Et pour cause : nous assistons, selon S&V, à un changement d’époque au niveau du couple politique budgétaire/politique monétaire. Un phénomène que l’édition 2021 du rapport IGWT, intitulée « Changement de climat monétaire », est venue confirmer.
J’ai eu l’occasion de faire référence au modèle d’Incrementum au travers du pronostic que Ronald Stöferle a émis en début d’année au sujet du cours de l’or à fin 2022. Je ne rentrerai cependant pas dans les détails de ce modèle qui, en deux mots, anticipe le cours de l’or au travers de l’évolution de la masse monétaire américaine au sens de M2, et son ratio de couverture implicite par les réserves d’or du Trésor américain. Le lecteur intéressé par la mécanique sous-jacente pourra se reporter à cet article ou à cette vidéo.

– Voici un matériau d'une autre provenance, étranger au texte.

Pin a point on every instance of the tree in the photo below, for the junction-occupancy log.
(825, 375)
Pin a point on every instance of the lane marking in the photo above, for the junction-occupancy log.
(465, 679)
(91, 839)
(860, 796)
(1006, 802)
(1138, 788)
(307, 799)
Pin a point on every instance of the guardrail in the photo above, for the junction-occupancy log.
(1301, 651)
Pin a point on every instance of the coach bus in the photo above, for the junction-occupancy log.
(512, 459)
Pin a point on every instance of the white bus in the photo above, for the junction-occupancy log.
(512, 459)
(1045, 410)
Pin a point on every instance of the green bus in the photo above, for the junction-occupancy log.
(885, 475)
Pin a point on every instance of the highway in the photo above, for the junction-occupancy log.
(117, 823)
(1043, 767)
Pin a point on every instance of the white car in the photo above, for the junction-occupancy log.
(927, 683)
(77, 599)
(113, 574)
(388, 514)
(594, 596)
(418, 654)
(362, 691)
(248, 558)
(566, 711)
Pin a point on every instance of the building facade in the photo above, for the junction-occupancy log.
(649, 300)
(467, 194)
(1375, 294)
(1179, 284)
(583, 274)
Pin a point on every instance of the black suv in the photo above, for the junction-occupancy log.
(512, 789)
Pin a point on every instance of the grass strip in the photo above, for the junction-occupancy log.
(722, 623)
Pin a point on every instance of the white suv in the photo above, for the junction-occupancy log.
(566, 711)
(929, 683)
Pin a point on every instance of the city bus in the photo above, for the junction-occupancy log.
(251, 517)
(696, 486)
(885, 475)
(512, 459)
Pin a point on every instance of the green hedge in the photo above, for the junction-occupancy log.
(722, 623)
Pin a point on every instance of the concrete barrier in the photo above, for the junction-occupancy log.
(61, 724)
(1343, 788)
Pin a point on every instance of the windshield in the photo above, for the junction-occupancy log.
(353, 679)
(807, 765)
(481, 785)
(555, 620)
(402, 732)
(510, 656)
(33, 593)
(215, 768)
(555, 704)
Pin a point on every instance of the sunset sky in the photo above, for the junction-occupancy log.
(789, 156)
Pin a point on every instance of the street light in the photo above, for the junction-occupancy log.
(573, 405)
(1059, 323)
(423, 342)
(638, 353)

Comme je le rappelais courant février, S&V prévoient depuis mai 2020 un cours de l’or qui se montera aux alentours de 4 800 $ à horizon décembre 2029. Dans leur rapport IGWT de mai 2021, les deux analystes se sont bornés à signaler que « la distribution [des probabilités] est clairement biaisée vers la droite. Cela signifie que des prix nettement plus élevés sont bien plus probables que des prix plus bas ».
L’objectif des 4 800 $ l’once d’ici décembre 2029 constituait donc de leur point de vue un objectif conservateur. Ils estimaient par ailleurs que, compte tenu de la tournure que prenait la situation, l’hypothèse d’un cours de l’or autour de 8 900 $ d’ici 2030 était devenue encore plus probable qu’elle ne l’était un an auparavant.
Et si je vous propose ce billet aujourd’hui, c’est qu’il y a du nouveau à ce sujet.
Incrementum relève son objectif à 10 ans de 4 821 $ à 5 829 $ !
Comme je l’ai signalé sur Twitter :
Voici le graphique en question mis à jour dans la toute première édition du Gold Compass qui sera donc publié chaque mois par Incrementum.
En un peu moins de deux ans, le pronostic à 10 ans des deux Autrichiens a donc pris un peu plus de 1 000 $ !
Comme ce chiffre n’a pas évolué depuis, dans l’édition du mois de mars, nous en saurons plus lors de la sortie du prochain rapport IGWT, prévue pour le 24 mai… Mais, d’ici là, je vous proposerais dans de prochains billets d’aller découvrir les graphiques de cette publication mensuelle.